Britain still a 'crisis economy', says incoming Bank of England Governor
19th April 2013 | News
The United Kingdom has been described as a ‘crisis economy’ by incoming Bank of England Governor, Mark Carney, with the aim of playing down hopes that he could provide instant relief to the country’s financial state.
Speaking as part of the International Monetary Fund’s (IMF) spring meetings in Washington, US, he said: "The US is breaking out of the pack of crisis economies that include the Eurozone, the UK and Japan."
This statement is only a matter of days after the IMF cut its forecasts for UK growth in 2013 and 2014, urging the Chancellor to trim his £130bn austerity programme in a bid to encourage economic recovery.
Mr Carney stressed that government should not simply look to central banks to return a nation to prosperity:
"Can central banks provide sustainable growth? No. They can help with the transition, but they can’t deliver long term growth," he said.
"That needs to come through true fiscal adjustments and necessary structural reforms ... Sustainable growth comes from the private sector."
Chancellor, George Osborne may be counting on Carney to be more radical in his approach to future policy movements.
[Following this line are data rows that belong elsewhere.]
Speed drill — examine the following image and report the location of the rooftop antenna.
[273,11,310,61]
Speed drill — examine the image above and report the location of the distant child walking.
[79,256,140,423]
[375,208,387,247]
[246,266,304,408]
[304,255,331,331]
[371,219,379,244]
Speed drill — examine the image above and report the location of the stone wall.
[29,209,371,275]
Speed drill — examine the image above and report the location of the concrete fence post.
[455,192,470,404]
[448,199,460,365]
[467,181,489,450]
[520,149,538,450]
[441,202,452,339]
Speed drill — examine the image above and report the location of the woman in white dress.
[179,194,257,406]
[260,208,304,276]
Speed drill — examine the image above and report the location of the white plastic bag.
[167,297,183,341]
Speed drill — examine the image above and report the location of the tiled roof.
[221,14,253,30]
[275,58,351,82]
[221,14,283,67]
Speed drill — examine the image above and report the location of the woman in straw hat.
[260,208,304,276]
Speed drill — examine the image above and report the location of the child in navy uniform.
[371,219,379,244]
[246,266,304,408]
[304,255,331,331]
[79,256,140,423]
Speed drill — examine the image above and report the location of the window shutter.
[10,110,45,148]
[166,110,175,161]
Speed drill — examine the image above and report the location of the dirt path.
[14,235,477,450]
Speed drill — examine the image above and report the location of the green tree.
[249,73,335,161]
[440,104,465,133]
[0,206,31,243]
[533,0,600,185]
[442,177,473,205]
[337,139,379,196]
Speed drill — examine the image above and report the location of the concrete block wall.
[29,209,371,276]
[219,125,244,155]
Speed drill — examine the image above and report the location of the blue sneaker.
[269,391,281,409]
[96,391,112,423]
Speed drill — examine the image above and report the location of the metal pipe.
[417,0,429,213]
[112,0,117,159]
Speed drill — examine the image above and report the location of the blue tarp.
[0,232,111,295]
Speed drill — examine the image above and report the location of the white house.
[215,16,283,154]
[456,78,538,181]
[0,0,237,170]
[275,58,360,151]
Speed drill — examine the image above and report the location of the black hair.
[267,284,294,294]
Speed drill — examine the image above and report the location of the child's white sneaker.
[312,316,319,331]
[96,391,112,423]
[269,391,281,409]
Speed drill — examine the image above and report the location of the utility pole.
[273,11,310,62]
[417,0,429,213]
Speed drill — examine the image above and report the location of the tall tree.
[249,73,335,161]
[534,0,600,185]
A separate Treasury Select Committee report on Carney’s appointment revealed that his commitment to end Sir Mervyn King’s allegedly autocratic management style is a step in the right direction.
However, in a separate Reuters Newsmaker event in Washington, Carney went to great lengths to stress that his influence regarding policy at the Bank of England might be overstated.
"It’s an honour and responsibility [to be Governor] but it’s a responsibility that can be overplayed as these powers are vested in committees," he said.
"I’m a member of these committees. Policy is not mine."